Все оказалось еще сложнее. Выяснилось, что просто так эту операцию ему не сделают – ее делают только по достижении тридцати пяти лет или при наличии двух детей.  Или по медицинским показаниям. В общем, все сложно.  Вы посмотрите на них! Всем есть дело до содержимого Пашиных трусов, будто своему семени он не хозяин. Вопрос пришлось решать с помощью определённой дополнительной суммы денег.  Но даже после этого доктор в клинке пытался переубедить Павла. Говорил, что у него прекрасные показатели спермы, что молодой, что нельзя ставить крест, тем более, детей нет. Дело кончилось  тем, что Павел рявкнул. Доктор вздохнул и сказал, что с такой фертильностью и, учитывая молодой возраст, еще есть шанс все вернуть. «На то, чтобы передумать,  у  вас есть примерно  пять лет»,  - сказал врач.  «Можно сделать обратную операцию, все может восстановиться, если не ждать слишком долго. Но имейте в виду,  что с каждым годом шансы будут уменьшаться», - добавил он.

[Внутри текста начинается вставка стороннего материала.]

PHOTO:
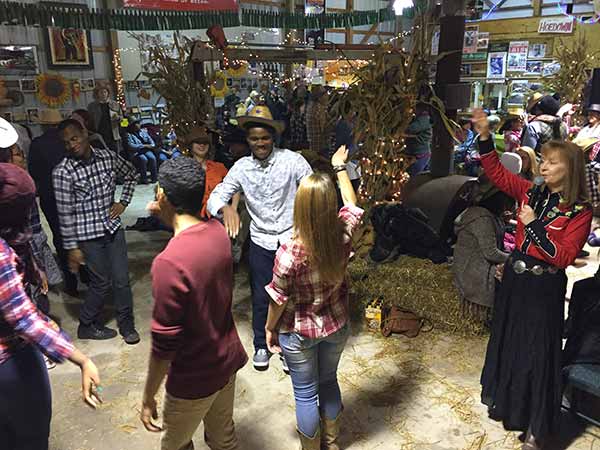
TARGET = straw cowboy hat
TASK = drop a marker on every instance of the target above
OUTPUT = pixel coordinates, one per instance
(593, 107)
(586, 143)
(534, 100)
(198, 135)
(8, 134)
(49, 117)
(260, 115)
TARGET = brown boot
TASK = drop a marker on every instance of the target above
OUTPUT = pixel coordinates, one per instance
(531, 443)
(331, 431)
(307, 443)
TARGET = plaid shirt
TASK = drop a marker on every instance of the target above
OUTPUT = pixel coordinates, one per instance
(20, 321)
(85, 191)
(314, 308)
(592, 170)
(316, 127)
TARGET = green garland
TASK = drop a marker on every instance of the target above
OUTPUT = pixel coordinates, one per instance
(76, 16)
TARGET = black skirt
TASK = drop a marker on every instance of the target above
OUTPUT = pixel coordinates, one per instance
(521, 379)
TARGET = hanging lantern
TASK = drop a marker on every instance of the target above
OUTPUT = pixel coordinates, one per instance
(219, 87)
(53, 89)
(76, 89)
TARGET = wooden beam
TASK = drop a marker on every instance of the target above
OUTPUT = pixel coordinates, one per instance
(361, 32)
(370, 33)
(349, 30)
(276, 3)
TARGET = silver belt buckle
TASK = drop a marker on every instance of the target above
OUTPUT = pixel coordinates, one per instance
(519, 267)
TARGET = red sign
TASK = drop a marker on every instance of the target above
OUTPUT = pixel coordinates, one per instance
(184, 5)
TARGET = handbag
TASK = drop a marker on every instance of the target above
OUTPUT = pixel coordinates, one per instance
(402, 321)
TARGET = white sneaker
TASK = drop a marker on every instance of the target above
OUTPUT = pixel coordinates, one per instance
(261, 359)
(284, 366)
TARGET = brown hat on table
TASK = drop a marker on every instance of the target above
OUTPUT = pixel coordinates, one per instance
(260, 115)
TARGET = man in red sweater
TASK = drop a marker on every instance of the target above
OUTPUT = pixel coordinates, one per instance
(194, 338)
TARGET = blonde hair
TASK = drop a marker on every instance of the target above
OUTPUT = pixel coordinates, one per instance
(575, 188)
(534, 167)
(318, 227)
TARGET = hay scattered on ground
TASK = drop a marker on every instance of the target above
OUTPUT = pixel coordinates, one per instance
(415, 284)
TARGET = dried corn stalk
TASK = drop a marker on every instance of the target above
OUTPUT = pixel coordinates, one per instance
(189, 102)
(384, 100)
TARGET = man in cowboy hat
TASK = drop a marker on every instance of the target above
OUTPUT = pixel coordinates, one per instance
(269, 180)
(544, 124)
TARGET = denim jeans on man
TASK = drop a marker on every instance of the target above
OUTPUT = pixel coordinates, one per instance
(261, 273)
(313, 367)
(106, 261)
(25, 401)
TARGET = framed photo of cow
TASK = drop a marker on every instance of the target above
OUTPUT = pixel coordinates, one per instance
(69, 48)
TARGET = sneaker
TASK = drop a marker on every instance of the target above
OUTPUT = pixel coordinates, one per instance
(261, 359)
(131, 336)
(284, 366)
(95, 333)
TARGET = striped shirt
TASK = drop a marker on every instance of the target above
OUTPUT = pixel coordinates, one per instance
(85, 192)
(20, 321)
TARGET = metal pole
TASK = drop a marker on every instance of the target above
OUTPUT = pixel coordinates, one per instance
(452, 30)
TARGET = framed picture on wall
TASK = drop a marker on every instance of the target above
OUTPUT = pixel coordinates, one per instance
(20, 116)
(33, 115)
(19, 60)
(88, 84)
(28, 85)
(69, 48)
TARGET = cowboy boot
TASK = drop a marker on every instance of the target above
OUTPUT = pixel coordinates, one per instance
(307, 443)
(330, 433)
(531, 443)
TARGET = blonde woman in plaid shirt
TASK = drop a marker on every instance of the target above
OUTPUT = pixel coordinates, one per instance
(308, 318)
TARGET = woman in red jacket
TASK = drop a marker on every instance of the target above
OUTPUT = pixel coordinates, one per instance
(521, 379)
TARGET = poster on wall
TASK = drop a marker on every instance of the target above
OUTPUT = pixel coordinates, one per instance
(537, 51)
(496, 66)
(517, 56)
(314, 37)
(483, 41)
(435, 42)
(470, 39)
(18, 60)
(69, 48)
(184, 5)
(534, 68)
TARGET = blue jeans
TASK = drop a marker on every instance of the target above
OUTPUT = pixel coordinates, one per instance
(313, 367)
(261, 263)
(106, 261)
(144, 162)
(25, 401)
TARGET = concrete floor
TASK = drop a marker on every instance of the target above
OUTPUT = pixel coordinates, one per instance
(399, 393)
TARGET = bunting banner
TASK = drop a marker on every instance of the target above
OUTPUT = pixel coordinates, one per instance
(131, 19)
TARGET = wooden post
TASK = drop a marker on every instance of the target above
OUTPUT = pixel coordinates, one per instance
(349, 30)
(452, 30)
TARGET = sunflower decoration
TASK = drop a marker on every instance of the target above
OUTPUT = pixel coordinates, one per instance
(219, 85)
(53, 89)
(237, 69)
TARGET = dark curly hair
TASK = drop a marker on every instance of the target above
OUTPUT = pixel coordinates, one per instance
(182, 180)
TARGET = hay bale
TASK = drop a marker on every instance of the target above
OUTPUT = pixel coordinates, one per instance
(416, 284)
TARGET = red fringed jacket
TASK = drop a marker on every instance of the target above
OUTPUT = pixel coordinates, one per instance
(558, 233)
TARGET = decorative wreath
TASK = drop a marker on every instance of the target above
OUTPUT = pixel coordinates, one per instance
(219, 86)
(53, 89)
(237, 70)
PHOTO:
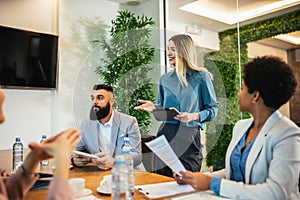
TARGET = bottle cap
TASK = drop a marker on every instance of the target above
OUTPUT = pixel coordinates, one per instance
(18, 139)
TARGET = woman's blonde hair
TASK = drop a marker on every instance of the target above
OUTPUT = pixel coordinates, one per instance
(185, 57)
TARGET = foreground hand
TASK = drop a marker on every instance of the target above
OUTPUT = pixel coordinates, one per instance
(197, 180)
(80, 161)
(57, 145)
(146, 105)
(105, 162)
(187, 117)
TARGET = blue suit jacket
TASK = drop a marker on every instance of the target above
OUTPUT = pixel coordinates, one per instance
(122, 124)
(273, 164)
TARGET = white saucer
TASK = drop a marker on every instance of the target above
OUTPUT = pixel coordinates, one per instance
(86, 192)
(102, 191)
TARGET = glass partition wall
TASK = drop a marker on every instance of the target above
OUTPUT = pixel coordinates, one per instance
(226, 35)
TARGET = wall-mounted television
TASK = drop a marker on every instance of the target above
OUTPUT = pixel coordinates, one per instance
(28, 59)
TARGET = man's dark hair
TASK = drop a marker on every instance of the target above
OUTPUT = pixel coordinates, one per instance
(103, 87)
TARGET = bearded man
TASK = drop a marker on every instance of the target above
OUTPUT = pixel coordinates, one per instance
(103, 133)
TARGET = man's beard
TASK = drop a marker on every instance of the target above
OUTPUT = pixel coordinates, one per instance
(98, 112)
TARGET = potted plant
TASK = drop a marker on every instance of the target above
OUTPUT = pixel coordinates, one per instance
(128, 54)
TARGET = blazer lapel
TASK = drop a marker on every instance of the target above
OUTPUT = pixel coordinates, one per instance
(115, 130)
(259, 143)
(233, 144)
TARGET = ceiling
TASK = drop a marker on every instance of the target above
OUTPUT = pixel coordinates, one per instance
(228, 10)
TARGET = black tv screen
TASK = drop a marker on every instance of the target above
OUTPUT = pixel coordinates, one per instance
(28, 59)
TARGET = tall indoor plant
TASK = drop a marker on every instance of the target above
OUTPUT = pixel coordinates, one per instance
(126, 64)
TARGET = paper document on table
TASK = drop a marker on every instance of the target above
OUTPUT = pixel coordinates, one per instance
(159, 190)
(205, 195)
(161, 147)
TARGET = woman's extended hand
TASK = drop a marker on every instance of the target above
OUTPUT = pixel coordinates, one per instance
(187, 117)
(197, 180)
(146, 105)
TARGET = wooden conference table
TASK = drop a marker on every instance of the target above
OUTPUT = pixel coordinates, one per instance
(91, 174)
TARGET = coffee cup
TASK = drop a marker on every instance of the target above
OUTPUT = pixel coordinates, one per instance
(105, 183)
(77, 185)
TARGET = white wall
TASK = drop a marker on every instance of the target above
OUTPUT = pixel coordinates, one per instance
(28, 112)
(31, 113)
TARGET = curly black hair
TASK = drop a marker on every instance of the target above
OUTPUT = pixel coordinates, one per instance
(272, 78)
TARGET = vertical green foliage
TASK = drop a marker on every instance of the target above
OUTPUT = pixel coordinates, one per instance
(126, 64)
(226, 60)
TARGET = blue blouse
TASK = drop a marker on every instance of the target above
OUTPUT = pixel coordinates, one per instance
(238, 161)
(199, 96)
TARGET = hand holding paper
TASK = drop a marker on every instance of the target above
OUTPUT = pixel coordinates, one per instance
(163, 150)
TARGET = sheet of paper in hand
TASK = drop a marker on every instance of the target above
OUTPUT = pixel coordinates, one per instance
(165, 114)
(163, 150)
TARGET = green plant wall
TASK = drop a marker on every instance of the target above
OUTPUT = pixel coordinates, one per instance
(226, 61)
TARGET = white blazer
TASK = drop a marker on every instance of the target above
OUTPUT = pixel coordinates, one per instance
(273, 165)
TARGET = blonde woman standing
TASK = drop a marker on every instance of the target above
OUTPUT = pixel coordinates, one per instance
(189, 89)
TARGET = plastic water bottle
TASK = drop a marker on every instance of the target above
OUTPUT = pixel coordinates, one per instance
(44, 162)
(119, 190)
(17, 153)
(126, 148)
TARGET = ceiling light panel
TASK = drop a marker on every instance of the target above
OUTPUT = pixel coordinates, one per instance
(227, 12)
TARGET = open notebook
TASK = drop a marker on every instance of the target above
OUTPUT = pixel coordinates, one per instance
(159, 190)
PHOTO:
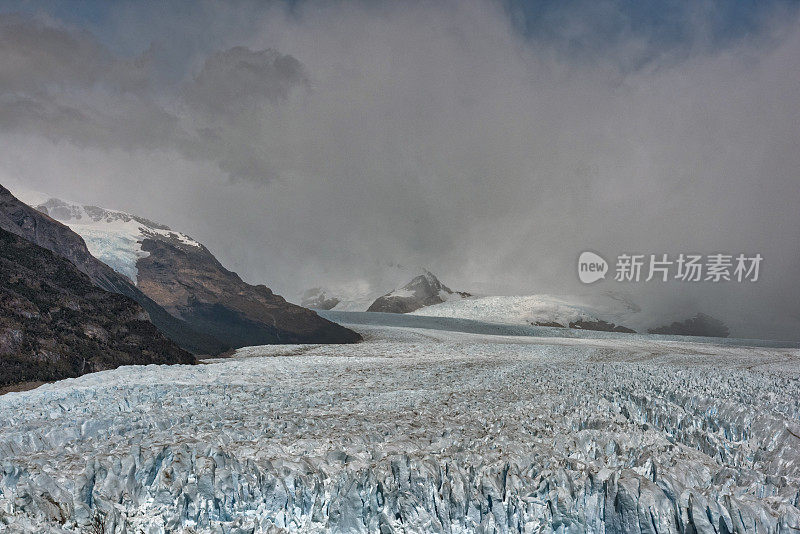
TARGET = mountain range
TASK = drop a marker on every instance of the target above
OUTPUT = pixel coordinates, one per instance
(184, 278)
(64, 312)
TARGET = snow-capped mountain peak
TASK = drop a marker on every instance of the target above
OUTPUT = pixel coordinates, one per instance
(114, 237)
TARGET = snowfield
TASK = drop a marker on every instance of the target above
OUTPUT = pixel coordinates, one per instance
(532, 309)
(415, 431)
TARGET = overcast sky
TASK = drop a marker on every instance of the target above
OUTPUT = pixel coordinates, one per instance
(314, 143)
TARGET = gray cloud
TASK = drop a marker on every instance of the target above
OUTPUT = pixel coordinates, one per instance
(239, 80)
(317, 146)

С того разговора прошло уже больше года.

Разумеется, Алёна так и не забеременела. Она периодами начинала сильно выпивать, потом брала себя в руки. А вот отношения портились стабильно,  от месяца к месяцу становясь все хуже. И поэтому сегодня, когда возглавляемая им компания переживет свой очередной триумф, Павел Мороз сидит, запершись у себя в кабинете, отрезав себя от мира, и пьет.

Такое ли прекрасное будущее ты себе рисовал десять лет назад, Пашка Мороз?

***

Ответа нет. И искать его не хочется.

Спустя еще один бокал случилось неизбежное. В выдержанном, хладнокровном, умевшем заставлять замолчать людей лишь взглядом Павле Морозе проснулся тролль. С жаждой общения в придачу.

А фигушки.

Павел встал, подёргал дверь сейфа. Вот же гад предусмотрительный. А общество себя любимого Паше просто уже осточертело.  Прошел к окну. Там толпы людей на улице. Но у Паши талант в любой толпы быть одиноким.